Devolution of Tribal Development Funds (TDPs) was based primarily on population and didn't take into consideration the area and geographical spread, relative inaccessibility, relative backwardness, and the presence and demography of nomadic tribes. As a result, the development of this region has been generally neglected.
"Ladakh's terrain is essentially inhospitable to agriculture and has been badly neglected by government agencies. In the apricot cluster of Kargil -- which accounts for about half of J&K's total apricot plantation --the crop has been annually afflicted by the codling moth for a decade. No solution for this blight has been sought yet," the former bureaucrat said.
In another case, Kargil's famous apples were quarantined by Kashmiri lobbies from going beyond Kargil, and the produce was forced to be locally consumed. If some of the nomadic tribes in Ladakh are trained and funded to grow their livestock on a commercial scale, it could prevent a net outflow of as much as Rs 800 crore from going out of the region to other states.

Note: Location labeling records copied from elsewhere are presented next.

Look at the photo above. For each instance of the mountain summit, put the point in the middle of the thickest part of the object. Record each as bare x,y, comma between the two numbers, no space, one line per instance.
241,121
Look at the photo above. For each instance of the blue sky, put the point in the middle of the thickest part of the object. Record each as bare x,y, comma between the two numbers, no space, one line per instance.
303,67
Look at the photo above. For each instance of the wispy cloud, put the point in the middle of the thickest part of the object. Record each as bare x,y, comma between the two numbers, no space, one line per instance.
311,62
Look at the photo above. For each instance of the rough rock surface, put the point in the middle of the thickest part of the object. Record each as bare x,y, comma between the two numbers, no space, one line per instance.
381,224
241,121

"Because of terrain and weather conditions, the school dropout rate is high. There is need for residential school complexes of the Eklavya Model Tribal Residential School (EMRS) kind in Leh. But such schools need to be redesigned to provide for residential facilities for teachers. Again, the cost of construction in the hilly, inhospitable terrain is drastically different from that in the plains," said Raghav.
He feels that very few of tribal Ladakh's youth have travelled beyond Kargil and Leh and visits to different parts of India to familiarise them with developments elsewhere could be orgsed to help expand their knowledge horizons and facilitate their integration into the national mainstream.
Chandra, who is the former head of National Highways Authority of India, said, "As a Union territory, much improvement in infrastructure can take place. The road from Nubhra to Pangong, and again from Pangong to Leh, for instance, is in a very bad condition".
"Special attention needs to be given to power supply, and solar energy needs to be tapped fully to electrify villages. The Zojila Pass project being undertaken by the beleaguered Infrastructure Leasing & Financial Services (IL&FS) needs to be expedited," he said.
Raghav also laid emphasis on improving mobile and internet connectivity in the region. "Telecom operators will have to be incentivised to tackle this on a priority. Without high bandwidth, it won't be possible to undertake e-governance. Also, many cases of social benefits (such as pension) are pending for a long time here".